The meat counter is always stuffed full of different steaks, pork shoulders, and bacon. Looking at all of these parts separately is not a challenge, but when a full-size cow carcass gets wheeled behind the counter, I can’t help but think: at what point is the cow no longer a cow, or is it always a cow?

A cow starts as a living, breathing animal, and once it is slaughtered, I believe it is still a cow. Just a dead one. From there is where the lines begin to blur. Once a cow carcass is skinned and trimmed is it still a cow? Or just a large piece of flesh? Going even further, once all the different body parts are removed and trimmed down to individual cuts of steak, is it still a cow? And can’t that same logic be applied  to any variety of situations when a whole is reduced to its parts. In the same way, the question might a hot dog be a sandwich is no different.

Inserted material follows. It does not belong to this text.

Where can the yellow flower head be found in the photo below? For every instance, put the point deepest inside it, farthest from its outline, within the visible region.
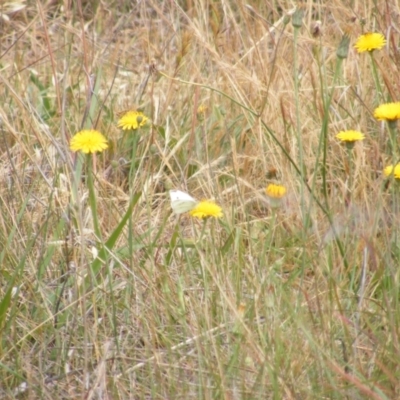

At face value, yes, one could argue that by definition, a hot dog is a sandwich – a piece of meat between bread. However, regarding a hot dog as seperate pieces, it’s not really a sandwich. I don’t think this subject has a yes or no answer ⁠— it depends on the circumstances in which the question is being asked. 

On Thanksgiving, Sparrow Market receives more phone calls than we do the rest of the year combined. The orders for whole turkeys, turkey breasts, turkey wings, and turkey legs are endless. We have to be efficient. The meat counter runs like clockwork, thinking about nothing other than “I can’t mess up these peoples’ turkey, their thanksgiving dinner is depending on me.” That was until I picked up the phone and instead of ordering straight away, the woman on the other line asked me if the turkey she was about to order had lived a happy life. Almost bursting into laughter I replied “I think so,” because my only job at that point was to sell this woman her bird. 

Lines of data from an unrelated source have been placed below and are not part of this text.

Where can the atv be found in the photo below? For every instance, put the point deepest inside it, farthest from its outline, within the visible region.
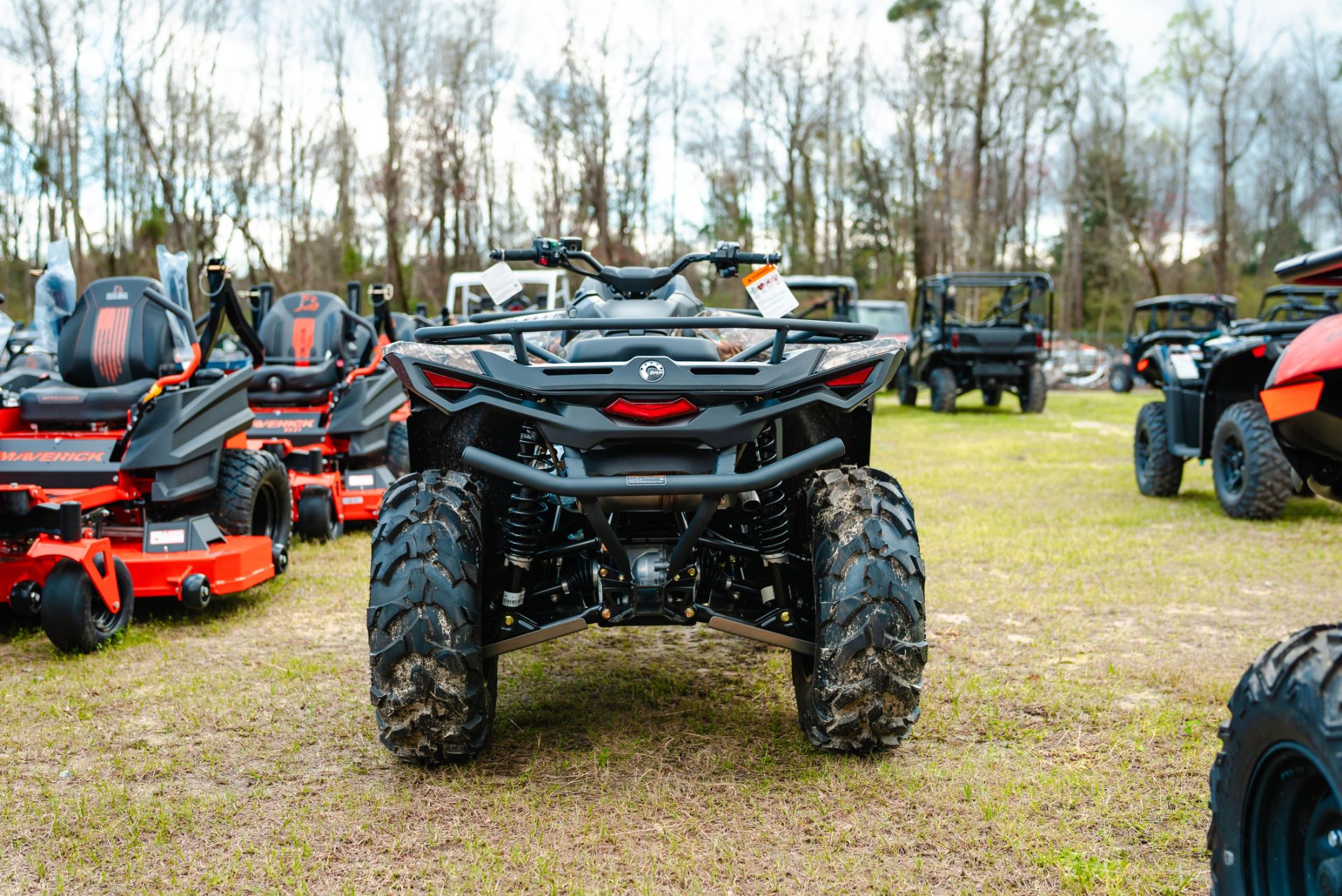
(131, 478)
(1212, 408)
(1276, 783)
(958, 347)
(640, 459)
(326, 407)
(1172, 319)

As my shift came to a close I thought more about the question she had posed. It wasn’t a question I had ever heard, but the more I thought about it the more I realized how valid it was to ask. This woman thought of her Thanksgiving turkey as a turkey. Not as a piece of meat or a dead carcass. The thought of a whole animal makes it seem more real, but by breaking them down into separate parts, they become less “real” to us. 

As a whole, our world has a tendency to mash what we see with what makes the most sense in our heads.  We are always trying to make meaning from our experiences. At face value, a turkey breast is a piece of meat, but is that breast a bird, and did that bird have a happy life? These are the questions that we need to spend more time thinking about. Taking things as you see them is easy, but when you start to ask questions such as the one you pose here, the world becomes much more interesting.